Elasticsearch is an open source analytics and full text search engine built on apache lucene. It helps perform powerful text search queries using distributed inverted index and can also query structured data for analytics platforms. It is written and developed in Java. Elasticsearch uses a REST API to query documents.

Why Elasticsearch?

  • Using elasticsearch we can query all data types, even unstructured, geographical locations and metrics data.
  • Elasticsearch can search billions of records in just a few seconds, thanks to its distributed architecture, making it highly scalable for huge indexes and being able to perform multiple searches simultaneously.
  • Multilingual support using ICU plugin based on the lucene implementation of text segmentation standard.
  • Its powerful full text search helps in building search functionalities such as auto completion, correcting typos, highlighting matches, finding relevant records, finding synonyms and many more.
  • Elasticsearch search can not really be a business intelligence solution but you can indeed get a lot of valuable information out of the data that you store within the elasticsearch that is useful for analytics platforms when analysing lots of data.

How elasticsearch works?

To understand the architecture of elasticsearch we need to know about Nodes and Clusters which are the data units of elasticsearch. A Cluster is a collection of nodes where each node is a single server that stores part of the data that is added to the cluster as a whole. Each of these nodes work in symphony with other nodes in the cluster and forward the request from one node to another using Transport Layer. The nodes and the clusters are uniquely identified using names for each node and the cluster.

Cluster and its Nodes

In elasticsearch data is stored as documents which is just a unit of information. A document in elasticsearch corresponds to a row in a relational database. A document then contains fields, which corresponds to columns in a relational database, a document is essentially a json object. An example document:

{

 “First_name” : “Able”,

 “Last_name” : “Tesfaye”,

 “Albums” : [“After Hours”, “Starboy”,”Beauty Behind the Madness” ,“House of Balloons”]

}

An Index with its Documents

Again the collection of logically related documents is called an index. Just like nodes in a Cluster these documents are organized in indices. An index in elasticsearch corresponds to a table in a relational database. Just like nodes and clusters the documents and indices are uniquely identified using unique names for each document and index.

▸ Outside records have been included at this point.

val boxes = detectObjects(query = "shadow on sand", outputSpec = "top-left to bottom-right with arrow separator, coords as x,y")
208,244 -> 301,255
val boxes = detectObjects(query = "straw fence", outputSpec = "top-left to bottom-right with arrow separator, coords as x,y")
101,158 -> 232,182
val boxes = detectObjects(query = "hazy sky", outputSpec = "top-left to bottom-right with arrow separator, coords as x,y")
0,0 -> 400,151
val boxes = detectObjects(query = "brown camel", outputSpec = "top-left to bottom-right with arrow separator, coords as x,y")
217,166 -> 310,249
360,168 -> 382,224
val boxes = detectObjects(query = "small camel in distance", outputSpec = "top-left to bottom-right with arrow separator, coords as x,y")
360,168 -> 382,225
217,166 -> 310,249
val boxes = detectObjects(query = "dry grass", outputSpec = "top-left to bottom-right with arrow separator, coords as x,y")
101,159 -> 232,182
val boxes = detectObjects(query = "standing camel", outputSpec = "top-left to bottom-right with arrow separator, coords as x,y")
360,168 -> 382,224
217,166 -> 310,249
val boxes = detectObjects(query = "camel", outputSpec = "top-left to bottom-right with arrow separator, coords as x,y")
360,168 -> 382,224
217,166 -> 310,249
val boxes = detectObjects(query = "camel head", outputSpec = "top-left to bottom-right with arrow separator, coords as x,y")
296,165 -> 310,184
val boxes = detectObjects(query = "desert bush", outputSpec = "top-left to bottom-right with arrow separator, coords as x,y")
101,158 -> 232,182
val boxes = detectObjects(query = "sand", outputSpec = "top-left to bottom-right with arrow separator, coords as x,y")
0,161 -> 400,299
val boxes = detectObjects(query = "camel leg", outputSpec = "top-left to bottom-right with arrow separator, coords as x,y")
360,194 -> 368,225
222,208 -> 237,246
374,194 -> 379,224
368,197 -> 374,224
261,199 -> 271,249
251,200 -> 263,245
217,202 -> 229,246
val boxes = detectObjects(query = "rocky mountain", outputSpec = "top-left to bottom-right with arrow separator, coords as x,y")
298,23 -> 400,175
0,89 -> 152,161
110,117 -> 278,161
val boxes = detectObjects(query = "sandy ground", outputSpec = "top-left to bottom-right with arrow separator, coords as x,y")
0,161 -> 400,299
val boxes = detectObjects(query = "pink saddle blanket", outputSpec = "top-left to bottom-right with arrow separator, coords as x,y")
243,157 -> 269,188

As noted earlier elasticsearch is very scalable, thanks to its distributed architecture. Lets see how sharding helps in handling large indices making elasticsearch scalable. Let’s say we have an index that is of the size 1TB and two nodes each of size 512GB. The index cannot be stored in a single node and needs to be distributed among the two. So when an index is large enough to exceed the hardware limits of a node we break the data in the index into pieces called shards, hence the process sharding.

An Index is sharded into 4 shards

The shards are distributed between the nodes and even if we want to add more data to the cluster we can simply do so by adjusting the distribution of shards between the nodes, hence sharding makes elasticsearch highly scalable. Another advantage of distributed architecture is that we can parallelly search both the nodes at the same time increasing the performance of the search.

End Note:

 Elasticsearch is being used by large companies, some of which are quora, adobe, facebook, firefox. Netflix, soundcloud, stackexchange, etc. There are many other users of elasticsearch and there is a vibrant community. However as a developer one can just use elasticsearch by knowing how to query a search and does not need to know all this, this can help shed some light on the working of elastic search.